Minister of Transport
- Incumbent
- Assumed office 29 March 2025
- President: Ahmed al-Sharaa
- Preceded by: Bahaa Aldeen Shurm
- In office 21 February 2006 – 29 March 2011
- President: Bashar al-Assad
- Prime Minister: Mohammad Najji Outri
- Preceded by: Makram Obeid
- Succeeded by: Faisal Abbas

Personal details
- Born: 1959 (age 66–67) Latakia, Syria
- Party: Independent Arab Socialist Ba'ath Party – Syria Region (formerly)
- Education: École nationale des ponts et chaussées
- Profession: Professor

= Yarub Badr =

Syrian politician

Yarub Suleiman Badr (يعرب سليمان بدر; born 1959) is a Syrian politician who is currently serving as Minister of Transport in the Syrian transitional government. He was previously a professor of civil engineering at Latakia University. He holds a PhD from the École nationale des ponts et chaussées in Paris, France. He is an Alawite.

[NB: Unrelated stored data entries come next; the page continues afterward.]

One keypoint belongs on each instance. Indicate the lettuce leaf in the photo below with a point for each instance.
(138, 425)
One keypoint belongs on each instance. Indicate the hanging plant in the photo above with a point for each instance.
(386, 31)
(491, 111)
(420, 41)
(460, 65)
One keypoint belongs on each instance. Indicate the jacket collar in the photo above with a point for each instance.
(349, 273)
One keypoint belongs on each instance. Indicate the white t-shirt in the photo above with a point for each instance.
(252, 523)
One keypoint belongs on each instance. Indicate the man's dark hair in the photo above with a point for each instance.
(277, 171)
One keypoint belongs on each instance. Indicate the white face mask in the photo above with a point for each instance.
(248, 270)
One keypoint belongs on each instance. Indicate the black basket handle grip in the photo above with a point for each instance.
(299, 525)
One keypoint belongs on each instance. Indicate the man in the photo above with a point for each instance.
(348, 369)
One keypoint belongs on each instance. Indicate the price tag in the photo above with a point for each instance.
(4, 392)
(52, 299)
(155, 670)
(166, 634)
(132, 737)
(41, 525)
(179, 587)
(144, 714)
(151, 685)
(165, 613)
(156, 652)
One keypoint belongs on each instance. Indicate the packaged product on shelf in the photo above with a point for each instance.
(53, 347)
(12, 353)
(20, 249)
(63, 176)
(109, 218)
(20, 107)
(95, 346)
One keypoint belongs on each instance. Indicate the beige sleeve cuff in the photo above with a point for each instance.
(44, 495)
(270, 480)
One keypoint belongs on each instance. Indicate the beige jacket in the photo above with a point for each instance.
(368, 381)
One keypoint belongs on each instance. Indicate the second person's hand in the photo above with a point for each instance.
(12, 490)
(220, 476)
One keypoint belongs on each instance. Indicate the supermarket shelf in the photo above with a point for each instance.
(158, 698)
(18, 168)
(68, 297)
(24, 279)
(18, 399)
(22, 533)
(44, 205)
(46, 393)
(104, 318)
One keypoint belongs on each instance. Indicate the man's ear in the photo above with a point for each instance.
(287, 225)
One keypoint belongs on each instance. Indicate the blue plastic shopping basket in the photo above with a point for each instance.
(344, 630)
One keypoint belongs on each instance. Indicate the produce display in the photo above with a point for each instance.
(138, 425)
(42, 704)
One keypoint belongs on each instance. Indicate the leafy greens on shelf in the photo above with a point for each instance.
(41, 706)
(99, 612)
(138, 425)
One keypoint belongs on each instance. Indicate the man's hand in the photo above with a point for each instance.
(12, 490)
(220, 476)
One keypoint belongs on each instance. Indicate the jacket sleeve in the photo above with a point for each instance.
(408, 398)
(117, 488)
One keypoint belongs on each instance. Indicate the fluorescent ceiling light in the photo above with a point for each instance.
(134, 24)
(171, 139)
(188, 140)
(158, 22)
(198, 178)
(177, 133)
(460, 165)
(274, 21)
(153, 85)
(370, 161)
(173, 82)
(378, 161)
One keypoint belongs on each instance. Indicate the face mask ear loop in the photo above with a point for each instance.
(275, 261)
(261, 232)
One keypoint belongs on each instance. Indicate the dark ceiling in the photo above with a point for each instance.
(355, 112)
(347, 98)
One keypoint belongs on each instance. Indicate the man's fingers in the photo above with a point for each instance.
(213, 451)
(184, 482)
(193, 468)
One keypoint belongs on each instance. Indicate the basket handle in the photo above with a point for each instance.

Before, Bader had served as Minister of Transport from 12 February 2006 to 14 April 2011.

In August 2026, Badr agreed with Lebanese Public Works and Transport Minister Fayez Rasamny on a joint plan to develop transport and railway links between the two countries, including the formation of a joint technical team to oversee the project.